R0054/2026-03-31/C002/SRC03/E01¶
LLMs have systematic weaknesses in processing negation, explaining why positive-only instructions are insufficient.
URL: https://gadlet.com/posts/negative-prompting/
Extract¶
Key findings from the search results:
- Research from KAIST found that larger AI models actually perform worse on negated prompts
- GPT-3, GPT-Neo, and other models consistently struggle with negation across multiple benchmarks
- LLMs "may struggle to distinguish between facts and their negations, misunderstand the semantic impact of negative particles, and fail to generalize negation handling robustly, even with instruction tuning"

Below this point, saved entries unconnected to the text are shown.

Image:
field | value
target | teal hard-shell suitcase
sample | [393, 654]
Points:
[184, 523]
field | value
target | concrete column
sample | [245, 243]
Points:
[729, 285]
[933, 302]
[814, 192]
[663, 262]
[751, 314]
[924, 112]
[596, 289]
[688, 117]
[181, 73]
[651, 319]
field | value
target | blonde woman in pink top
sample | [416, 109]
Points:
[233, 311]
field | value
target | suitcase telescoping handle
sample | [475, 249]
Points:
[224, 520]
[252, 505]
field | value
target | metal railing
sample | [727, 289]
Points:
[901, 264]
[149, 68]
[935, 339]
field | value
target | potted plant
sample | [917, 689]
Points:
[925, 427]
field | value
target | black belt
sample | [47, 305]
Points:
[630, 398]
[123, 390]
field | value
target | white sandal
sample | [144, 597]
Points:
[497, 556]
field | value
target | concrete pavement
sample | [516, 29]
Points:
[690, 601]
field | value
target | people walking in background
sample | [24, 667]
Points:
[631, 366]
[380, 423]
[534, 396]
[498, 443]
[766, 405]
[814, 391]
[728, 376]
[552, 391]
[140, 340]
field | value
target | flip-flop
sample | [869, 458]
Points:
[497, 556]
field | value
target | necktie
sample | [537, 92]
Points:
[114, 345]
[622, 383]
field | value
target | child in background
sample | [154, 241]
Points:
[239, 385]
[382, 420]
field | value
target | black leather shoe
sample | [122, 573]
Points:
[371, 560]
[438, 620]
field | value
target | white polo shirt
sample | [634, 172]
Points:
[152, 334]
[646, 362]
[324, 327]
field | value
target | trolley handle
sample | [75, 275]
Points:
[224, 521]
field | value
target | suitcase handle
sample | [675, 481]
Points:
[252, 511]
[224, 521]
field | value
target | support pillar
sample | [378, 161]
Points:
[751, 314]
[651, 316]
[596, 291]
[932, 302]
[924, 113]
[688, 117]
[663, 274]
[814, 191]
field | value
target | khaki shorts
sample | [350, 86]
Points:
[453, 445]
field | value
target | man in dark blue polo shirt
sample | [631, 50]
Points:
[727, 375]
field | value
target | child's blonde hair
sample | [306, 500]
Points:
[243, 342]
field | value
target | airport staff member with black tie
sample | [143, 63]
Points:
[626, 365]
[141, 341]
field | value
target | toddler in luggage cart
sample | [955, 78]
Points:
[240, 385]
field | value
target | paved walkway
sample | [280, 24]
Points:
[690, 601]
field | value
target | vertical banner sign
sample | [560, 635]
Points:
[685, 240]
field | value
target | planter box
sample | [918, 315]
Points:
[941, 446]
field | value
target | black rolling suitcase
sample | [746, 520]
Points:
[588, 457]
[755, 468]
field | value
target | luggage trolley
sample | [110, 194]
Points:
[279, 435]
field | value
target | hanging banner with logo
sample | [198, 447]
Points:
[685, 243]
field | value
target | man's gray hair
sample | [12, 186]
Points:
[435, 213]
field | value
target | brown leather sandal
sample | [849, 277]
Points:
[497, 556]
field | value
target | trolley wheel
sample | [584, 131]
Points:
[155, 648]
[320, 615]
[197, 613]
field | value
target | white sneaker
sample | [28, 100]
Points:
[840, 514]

- Claude documentation suggests "prefer general instructions over prescriptive steps" — but this applies to simple tasks, not complex multi-step analytical processes
- The implication: positive instructions are the primary vehicle, but negative constraints are needed to catch failure modes that positive instructions cannot prevent
Relevance to Hypotheses¶
| Hypothesis | Relationship | Strength |
|---|---|---|
| H1 | Supports | Explains the mechanism: LLMs have documented weaknesses that require both instruction types |
| H2 | Supports | The Claude documentation note provides weak support for the idea that positive-only might sometimes work |
| H3 | Contradicts | Directly contradicts — LLMs have systematic negation weaknesses that cannot be overcome by positive instructions alone |
Context¶
The KAIST finding about larger models performing worse on negation is counterintuitive and particularly relevant — it suggests that as models become more capable, they do not automatically become better at following negative constraints, which reinforces the need for careful prompt design combining both instruction types.